The soup was a lovely dark brown, rich and savory, chock full of onions a ridiculous amount of melted Gouda…but not that ridiculous as it turned out, because I almost finished it. Ran found his pate to be on the delicate side, which meant that I was also able to enjoy its creamy richness with the fig jam without being overwhelmed by the super dominant taste of chicken liver.
We decided to follow our traditional French appetizers by sticking with classics – entrecote and lamb chops. The entrecote was a little on the rare side of medium rare, in other words, perfect – just cooked enough to melt the fat. The thinly cut, tender and delicious lamb chops revealed an interesting fact about my accompanying carnivore – he doesn't know that the best part of a lamb chop can only be attained by abandoning the propriety of cutlery and just picking them up with your fingers. Instead, Ran made good use of his fork going to town on the mashed potatoes. Light and fluffy with just the right amount of creaminess, they were the perfect vehicle for the lingering meat juices, especially the peppery lamb sauce.

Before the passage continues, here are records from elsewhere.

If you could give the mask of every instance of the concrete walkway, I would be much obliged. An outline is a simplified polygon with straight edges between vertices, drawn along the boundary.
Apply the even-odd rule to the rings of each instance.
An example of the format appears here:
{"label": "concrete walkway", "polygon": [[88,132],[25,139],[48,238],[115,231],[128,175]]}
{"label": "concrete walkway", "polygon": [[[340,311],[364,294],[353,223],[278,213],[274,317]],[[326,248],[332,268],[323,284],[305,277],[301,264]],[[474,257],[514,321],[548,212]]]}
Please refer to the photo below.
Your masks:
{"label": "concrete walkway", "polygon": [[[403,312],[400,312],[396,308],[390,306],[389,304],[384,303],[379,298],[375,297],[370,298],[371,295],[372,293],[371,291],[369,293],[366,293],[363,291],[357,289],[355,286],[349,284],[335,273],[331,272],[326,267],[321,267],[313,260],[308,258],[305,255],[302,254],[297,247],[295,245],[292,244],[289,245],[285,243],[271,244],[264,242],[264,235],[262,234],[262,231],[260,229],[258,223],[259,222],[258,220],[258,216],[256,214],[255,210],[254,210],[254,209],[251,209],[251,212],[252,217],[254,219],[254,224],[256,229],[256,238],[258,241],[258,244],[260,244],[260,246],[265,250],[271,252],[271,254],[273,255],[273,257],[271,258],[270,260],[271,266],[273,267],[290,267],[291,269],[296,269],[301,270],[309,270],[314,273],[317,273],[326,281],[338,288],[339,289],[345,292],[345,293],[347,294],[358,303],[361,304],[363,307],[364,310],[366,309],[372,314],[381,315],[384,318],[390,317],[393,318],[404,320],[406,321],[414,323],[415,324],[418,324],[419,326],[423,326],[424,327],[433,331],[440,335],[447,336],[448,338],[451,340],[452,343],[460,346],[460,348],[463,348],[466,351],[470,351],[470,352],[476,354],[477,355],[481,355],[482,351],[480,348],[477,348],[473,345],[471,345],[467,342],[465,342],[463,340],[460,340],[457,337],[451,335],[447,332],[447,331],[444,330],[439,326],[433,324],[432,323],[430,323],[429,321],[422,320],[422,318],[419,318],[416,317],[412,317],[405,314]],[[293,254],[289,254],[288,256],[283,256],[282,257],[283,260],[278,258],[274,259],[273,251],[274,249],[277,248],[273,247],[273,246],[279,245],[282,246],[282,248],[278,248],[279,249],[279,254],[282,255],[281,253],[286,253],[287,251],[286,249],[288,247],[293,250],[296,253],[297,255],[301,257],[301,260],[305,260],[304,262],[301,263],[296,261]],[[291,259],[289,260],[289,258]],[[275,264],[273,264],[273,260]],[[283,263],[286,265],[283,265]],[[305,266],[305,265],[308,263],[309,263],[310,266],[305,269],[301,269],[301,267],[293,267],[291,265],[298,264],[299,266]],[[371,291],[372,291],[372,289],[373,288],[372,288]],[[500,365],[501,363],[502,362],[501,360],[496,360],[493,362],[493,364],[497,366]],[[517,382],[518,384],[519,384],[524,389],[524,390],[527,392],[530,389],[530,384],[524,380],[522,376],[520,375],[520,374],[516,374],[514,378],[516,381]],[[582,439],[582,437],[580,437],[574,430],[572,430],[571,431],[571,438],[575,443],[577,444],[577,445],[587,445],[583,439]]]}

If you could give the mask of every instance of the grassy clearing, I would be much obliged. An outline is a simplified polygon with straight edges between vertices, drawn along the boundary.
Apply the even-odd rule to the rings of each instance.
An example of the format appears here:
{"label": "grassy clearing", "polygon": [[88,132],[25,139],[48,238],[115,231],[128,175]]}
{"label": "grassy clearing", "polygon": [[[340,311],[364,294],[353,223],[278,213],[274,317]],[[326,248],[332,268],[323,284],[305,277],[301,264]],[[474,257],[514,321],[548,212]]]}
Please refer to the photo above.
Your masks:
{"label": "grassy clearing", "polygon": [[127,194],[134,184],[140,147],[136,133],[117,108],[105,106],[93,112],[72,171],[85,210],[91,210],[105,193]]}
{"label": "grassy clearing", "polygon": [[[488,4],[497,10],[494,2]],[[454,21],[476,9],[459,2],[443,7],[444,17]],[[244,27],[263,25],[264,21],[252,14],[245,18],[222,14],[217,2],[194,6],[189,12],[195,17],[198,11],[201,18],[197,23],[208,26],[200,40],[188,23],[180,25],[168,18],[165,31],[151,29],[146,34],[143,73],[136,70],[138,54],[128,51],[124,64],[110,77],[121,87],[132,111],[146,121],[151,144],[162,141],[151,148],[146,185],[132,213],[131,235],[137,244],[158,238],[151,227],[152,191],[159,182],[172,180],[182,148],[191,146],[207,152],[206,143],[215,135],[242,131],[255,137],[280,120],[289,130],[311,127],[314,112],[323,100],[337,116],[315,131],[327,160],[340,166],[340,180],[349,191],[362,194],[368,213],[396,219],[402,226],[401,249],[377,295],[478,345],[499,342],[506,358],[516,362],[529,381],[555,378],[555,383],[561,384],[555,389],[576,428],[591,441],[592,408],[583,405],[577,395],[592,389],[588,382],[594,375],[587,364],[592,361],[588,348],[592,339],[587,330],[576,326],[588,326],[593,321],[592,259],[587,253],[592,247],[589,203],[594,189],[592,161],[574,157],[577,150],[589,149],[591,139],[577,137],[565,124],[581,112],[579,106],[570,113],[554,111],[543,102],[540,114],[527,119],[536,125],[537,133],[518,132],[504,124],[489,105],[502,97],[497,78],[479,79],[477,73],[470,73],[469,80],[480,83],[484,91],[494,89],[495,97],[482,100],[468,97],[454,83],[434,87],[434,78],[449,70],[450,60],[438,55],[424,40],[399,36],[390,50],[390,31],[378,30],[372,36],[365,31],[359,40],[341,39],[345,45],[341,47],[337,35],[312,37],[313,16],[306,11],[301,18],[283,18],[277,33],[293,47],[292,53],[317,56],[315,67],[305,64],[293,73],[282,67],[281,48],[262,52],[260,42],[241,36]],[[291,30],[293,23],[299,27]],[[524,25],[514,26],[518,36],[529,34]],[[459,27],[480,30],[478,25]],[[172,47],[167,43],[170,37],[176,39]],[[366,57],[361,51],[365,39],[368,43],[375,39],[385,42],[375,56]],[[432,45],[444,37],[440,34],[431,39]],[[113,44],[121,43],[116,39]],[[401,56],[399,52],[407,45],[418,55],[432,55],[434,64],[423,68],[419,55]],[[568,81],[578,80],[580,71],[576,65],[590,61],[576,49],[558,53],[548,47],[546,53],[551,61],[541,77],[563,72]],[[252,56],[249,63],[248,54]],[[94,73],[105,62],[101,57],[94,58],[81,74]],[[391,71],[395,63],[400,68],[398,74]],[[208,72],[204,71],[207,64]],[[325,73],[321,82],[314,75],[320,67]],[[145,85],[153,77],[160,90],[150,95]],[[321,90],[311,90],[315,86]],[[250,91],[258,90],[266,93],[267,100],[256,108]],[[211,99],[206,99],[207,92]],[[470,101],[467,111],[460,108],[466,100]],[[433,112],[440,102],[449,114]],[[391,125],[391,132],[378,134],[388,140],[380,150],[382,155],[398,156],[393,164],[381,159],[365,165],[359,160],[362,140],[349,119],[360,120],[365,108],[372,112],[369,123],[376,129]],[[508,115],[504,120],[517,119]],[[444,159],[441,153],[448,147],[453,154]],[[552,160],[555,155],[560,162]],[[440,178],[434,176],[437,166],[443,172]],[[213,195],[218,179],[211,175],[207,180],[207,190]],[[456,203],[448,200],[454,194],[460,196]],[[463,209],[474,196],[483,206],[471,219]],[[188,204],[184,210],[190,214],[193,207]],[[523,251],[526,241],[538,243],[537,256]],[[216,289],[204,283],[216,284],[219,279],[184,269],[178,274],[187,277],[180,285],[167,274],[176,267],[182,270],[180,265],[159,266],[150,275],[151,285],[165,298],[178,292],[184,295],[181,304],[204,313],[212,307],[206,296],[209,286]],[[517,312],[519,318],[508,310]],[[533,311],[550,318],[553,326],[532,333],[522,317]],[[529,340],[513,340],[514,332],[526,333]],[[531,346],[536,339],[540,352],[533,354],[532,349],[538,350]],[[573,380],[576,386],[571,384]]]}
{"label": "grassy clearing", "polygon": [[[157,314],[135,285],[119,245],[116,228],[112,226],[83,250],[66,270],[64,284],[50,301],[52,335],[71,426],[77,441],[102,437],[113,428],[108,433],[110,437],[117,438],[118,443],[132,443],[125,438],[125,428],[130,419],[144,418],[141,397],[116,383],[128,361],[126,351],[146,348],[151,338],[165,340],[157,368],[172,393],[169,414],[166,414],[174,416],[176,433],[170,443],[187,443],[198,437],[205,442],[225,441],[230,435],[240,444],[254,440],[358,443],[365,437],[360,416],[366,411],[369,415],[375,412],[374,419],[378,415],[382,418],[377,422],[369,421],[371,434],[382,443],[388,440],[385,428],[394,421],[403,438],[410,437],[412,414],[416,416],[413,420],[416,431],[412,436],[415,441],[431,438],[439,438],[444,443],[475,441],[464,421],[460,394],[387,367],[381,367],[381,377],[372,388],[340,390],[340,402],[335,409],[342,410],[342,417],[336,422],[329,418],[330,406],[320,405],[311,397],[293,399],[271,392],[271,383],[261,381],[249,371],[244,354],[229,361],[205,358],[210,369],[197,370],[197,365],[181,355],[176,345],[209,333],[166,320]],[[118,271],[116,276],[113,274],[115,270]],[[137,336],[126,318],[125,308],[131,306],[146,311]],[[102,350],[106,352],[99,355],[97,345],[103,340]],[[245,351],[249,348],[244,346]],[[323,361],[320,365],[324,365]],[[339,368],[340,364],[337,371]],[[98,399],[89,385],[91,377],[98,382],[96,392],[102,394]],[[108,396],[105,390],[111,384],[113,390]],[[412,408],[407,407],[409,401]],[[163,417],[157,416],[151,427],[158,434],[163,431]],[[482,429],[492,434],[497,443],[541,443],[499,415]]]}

Washing down our rich meal with a couple glasses of house cabernet sauvignon – Jean Belmont which also offers merlot, syrah, sauvignon blanc, and Anjou, all of which are available at extremely reasonable prices by the glass or carafe or bottle – and with soft French music playing in the background, we selected toffee and nut tart and the chocolate soufflé for dessert. All the tarts, are handmade by Belgian Chef Romy Ani.
Taking our time after dessert, Ran regaled me with a few more non-contractually classified Survivor set stories as I sipped my espresso. The meal was great, but it was even better to have Ran back.